The answer is Yes, Yes, Yes. (I'm a rusty electrical engineer)
Anything else would be a violation of 2nd law of thermodynamics.
Let's start with a simple magnetic moving across a coil.
If you then put a load on the coil, such as a resistance, then swiping the magnetic will attempt to induce a current, which will be limited by resistance, and as it does so, the voltage will rise across the coil. (It takes time for charges to pass through a resistance, and a voltage is created as the charges accumulate) This is an inductive spike.
If you swipe a magnet so that an emf is generated in the coil and you have the ends of the coil unattached (open), then you will attempt to induce a current, but there will be no path for the current to flow, and a large separation of charge creates a much higher voltage spike from your coil.
If you swipe a magnet so that an emf is generated in the coil and you have the ends of the coil shorted together (!), then as much current as can be induced by the changing magnetic field is allowed to do so. Note that voltage will be LOW, current will be HIGH.
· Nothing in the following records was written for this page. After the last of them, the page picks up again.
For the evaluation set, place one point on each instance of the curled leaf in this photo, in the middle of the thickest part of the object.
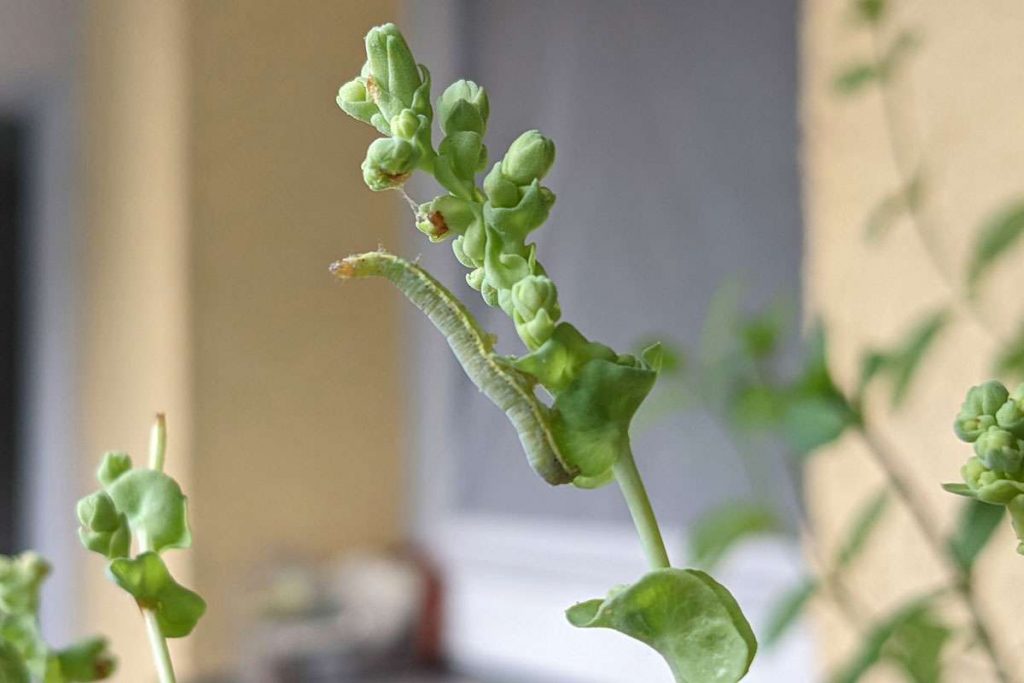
(686, 615)
(155, 507)
(147, 580)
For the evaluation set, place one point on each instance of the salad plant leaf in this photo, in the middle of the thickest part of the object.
(686, 615)
(145, 578)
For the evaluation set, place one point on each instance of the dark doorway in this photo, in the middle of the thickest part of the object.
(12, 182)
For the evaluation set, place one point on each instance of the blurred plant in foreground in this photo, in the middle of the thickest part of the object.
(744, 385)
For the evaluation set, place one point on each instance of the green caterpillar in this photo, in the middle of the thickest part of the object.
(507, 387)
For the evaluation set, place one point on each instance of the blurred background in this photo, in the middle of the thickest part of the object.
(175, 177)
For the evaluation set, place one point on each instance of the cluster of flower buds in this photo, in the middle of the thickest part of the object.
(992, 419)
(591, 383)
(391, 93)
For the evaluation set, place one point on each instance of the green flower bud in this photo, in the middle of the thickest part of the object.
(501, 191)
(103, 529)
(475, 279)
(354, 100)
(535, 309)
(1011, 414)
(529, 158)
(113, 466)
(394, 76)
(978, 412)
(463, 107)
(489, 293)
(527, 215)
(406, 125)
(20, 580)
(999, 450)
(388, 164)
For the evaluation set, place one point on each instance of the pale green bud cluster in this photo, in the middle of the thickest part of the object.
(25, 655)
(391, 93)
(992, 419)
(491, 226)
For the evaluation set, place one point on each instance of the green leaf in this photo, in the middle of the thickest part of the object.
(155, 507)
(784, 612)
(147, 580)
(686, 615)
(12, 668)
(906, 637)
(903, 364)
(812, 422)
(995, 239)
(592, 416)
(87, 660)
(865, 521)
(716, 532)
(977, 524)
(855, 78)
(915, 646)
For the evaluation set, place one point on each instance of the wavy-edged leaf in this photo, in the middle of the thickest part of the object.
(865, 521)
(155, 507)
(975, 528)
(996, 238)
(717, 531)
(146, 579)
(686, 615)
(783, 614)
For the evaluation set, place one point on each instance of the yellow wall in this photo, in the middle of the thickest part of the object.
(964, 92)
(222, 179)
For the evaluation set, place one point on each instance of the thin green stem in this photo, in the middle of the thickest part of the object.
(158, 643)
(158, 443)
(963, 581)
(635, 494)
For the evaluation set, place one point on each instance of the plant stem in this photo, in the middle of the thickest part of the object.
(635, 494)
(963, 583)
(901, 151)
(158, 643)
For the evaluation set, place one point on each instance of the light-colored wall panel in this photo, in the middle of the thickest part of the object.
(962, 92)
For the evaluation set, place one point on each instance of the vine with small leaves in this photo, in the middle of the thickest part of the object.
(810, 411)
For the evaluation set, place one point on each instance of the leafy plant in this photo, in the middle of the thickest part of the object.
(581, 436)
(143, 507)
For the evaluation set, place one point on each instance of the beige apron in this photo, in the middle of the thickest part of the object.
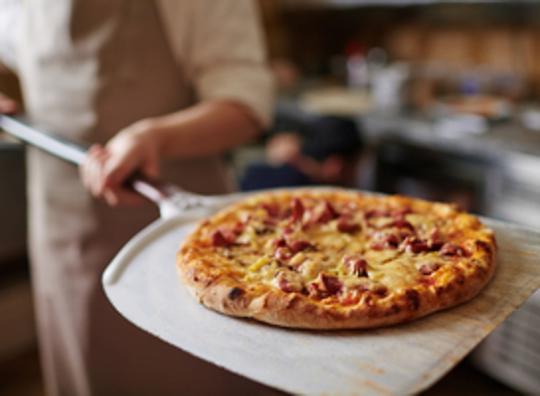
(101, 65)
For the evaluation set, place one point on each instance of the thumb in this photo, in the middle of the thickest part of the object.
(7, 105)
(118, 169)
(150, 166)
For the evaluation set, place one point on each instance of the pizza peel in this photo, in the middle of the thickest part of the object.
(142, 284)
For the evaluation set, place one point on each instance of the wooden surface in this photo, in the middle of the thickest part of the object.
(402, 359)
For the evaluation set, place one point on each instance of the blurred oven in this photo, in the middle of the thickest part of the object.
(505, 186)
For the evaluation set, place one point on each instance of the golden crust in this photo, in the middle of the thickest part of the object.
(226, 290)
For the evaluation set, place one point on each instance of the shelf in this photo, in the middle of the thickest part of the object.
(393, 3)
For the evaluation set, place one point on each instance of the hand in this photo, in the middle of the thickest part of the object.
(106, 169)
(7, 105)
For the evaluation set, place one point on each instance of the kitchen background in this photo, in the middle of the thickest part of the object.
(436, 99)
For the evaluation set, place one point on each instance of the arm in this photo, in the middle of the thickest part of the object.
(220, 48)
(204, 129)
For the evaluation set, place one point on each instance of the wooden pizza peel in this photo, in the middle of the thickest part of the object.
(143, 285)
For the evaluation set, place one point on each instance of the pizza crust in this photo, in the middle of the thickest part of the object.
(222, 291)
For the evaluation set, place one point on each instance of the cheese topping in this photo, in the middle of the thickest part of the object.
(335, 247)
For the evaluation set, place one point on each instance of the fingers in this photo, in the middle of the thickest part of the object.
(123, 197)
(91, 169)
(7, 105)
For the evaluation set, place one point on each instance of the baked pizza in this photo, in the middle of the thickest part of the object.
(335, 259)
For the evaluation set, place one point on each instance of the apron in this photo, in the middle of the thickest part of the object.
(88, 69)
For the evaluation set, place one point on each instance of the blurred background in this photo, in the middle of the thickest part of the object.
(434, 99)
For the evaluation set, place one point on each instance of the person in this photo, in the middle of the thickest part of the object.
(307, 150)
(116, 72)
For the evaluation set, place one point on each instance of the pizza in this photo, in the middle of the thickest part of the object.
(336, 259)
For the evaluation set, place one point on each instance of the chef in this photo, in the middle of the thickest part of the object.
(90, 70)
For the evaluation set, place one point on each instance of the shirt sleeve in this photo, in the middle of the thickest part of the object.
(220, 47)
(10, 12)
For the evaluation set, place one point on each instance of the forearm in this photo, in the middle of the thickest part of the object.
(204, 129)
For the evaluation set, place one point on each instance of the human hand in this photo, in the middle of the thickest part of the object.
(106, 169)
(7, 105)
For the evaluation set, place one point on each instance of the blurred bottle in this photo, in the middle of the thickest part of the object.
(357, 67)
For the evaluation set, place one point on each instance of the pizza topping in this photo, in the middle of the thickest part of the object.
(310, 268)
(449, 249)
(346, 224)
(223, 238)
(257, 265)
(413, 297)
(380, 290)
(297, 210)
(280, 242)
(325, 285)
(415, 245)
(325, 213)
(331, 283)
(288, 281)
(401, 223)
(385, 241)
(272, 209)
(428, 269)
(350, 298)
(283, 254)
(235, 293)
(298, 246)
(483, 245)
(435, 240)
(356, 265)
However, the high current induced in the coil ALSO produces a magnetic field, in the opposite direction as to the magnetic field change due to the swipe. In other words, if a magnetic is swiped, whatever current is allowed to flow in the coil will resist the swipe. This is how regenerative braking works. (Think stepper motors, or fancy electric cars)
In a car, this system works as a whole. The generator attempts to induce a current, but the current is resisted by the internal resistance of the battery, etc. In effect, an electrical system will only draw as much current as it needs (you can think of it as current draw is determined by the load)
Your car is "governed", meaning that it will use less gas or more gas in order to maintain its idle setting.
What that means is, if the load on the generator is greater, it will be able to induce a greater current to meet that need, at the expense of an opposite field by that current, meaning the engine will be loaded down and the gas usage will rise.
Now, you mentioned alternators ~~ these are a slightly different beast in that they don't have permanent magnets. Instead, the regulators in them shunt current through their field coils to create a magnetic field. In essence, though, the same result occurs.
The only effect that the regulator has (for both generators and alternators) is that there will be an upper limit on the amount of load that can be "seen" by the generator/alternator, in order to protect the windings from melting, and to maintain a more consistent system voltage.
An alternator which has no load on it will free spin, as the regulator shunts no current through the field windings.
A generator which has no load will --free spin-- [Edit: It won't free spin, because the permanent magnetic can still induce eddy currents in the core of the armature which resist the motion, etc.] , but generate high open circuit voltages. That gets handled with bleeder circuitry in the regulator.